A DEL is a complex mixture composed of a large number of drug-like molecules in which each molecule is conjugated to a unique and specific DNA-oligomer that encodes its chemical structure. Due to the presence of DNA barcodes, and due to the process of generating a DEL that involves alternation of chemical and molecular steps (e.g., split-and-pool strategy), any chemical modification has to be performed in the presence of DNA. This implicates that chemical reaction conditions must be mild and compatible with aqueous conditions. Although progress has been made in this direction, the availability of efficient methods for the synthesis of DELs remains an important challenge.

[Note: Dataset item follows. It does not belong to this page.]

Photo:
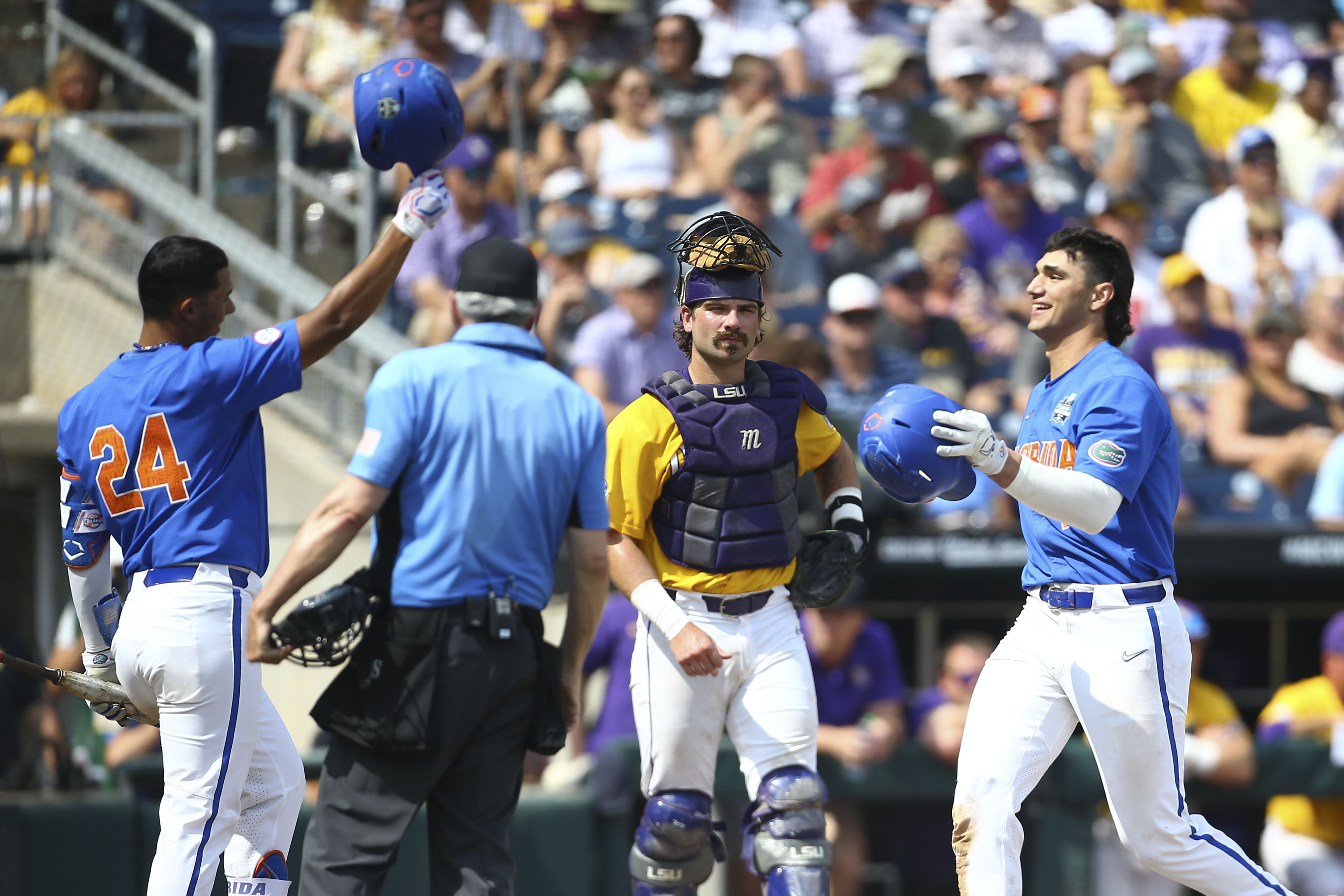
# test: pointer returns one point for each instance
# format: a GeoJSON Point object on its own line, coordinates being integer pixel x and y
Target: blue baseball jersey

During the last few years, the interest in DNA-compatible transition metal catalyzed cross-coupling reactions has increased, and especially for C-C bond formation using Pd-catalyzed Suzuki-Miyaura cross-coupling reaction (Miyaura and Suzuki 1995; Bellina et al., 2004; Martin and Buchwald 2008). Due to mild reaction conditions, commercial availability of coupling partners and high chemo-selectivity, the Suzuki–Miyaura cross-coupling reaction is now the second most utilized reaction in the field of medicinal chemistry (Brown and Bostrom 2016), after the amide bond formation reaction. While methods for the Suzuki-Miyaura cross-coupling reaction were reported in the context of DNA-Encoded Library synthesis (Scheme 1) (Omumi et al., 2011; Deng et al., 2015; Ding and Clark 2015; Litovchick et al., 2015; Ding et al., 2016a; Ding et al., 2016b; Li and Huang 2018; Nicholas et al., 2019; Xu et al., 2019; Qu et al., 2020; Favalli et al., 2021), there is a great need to further develop this reaction.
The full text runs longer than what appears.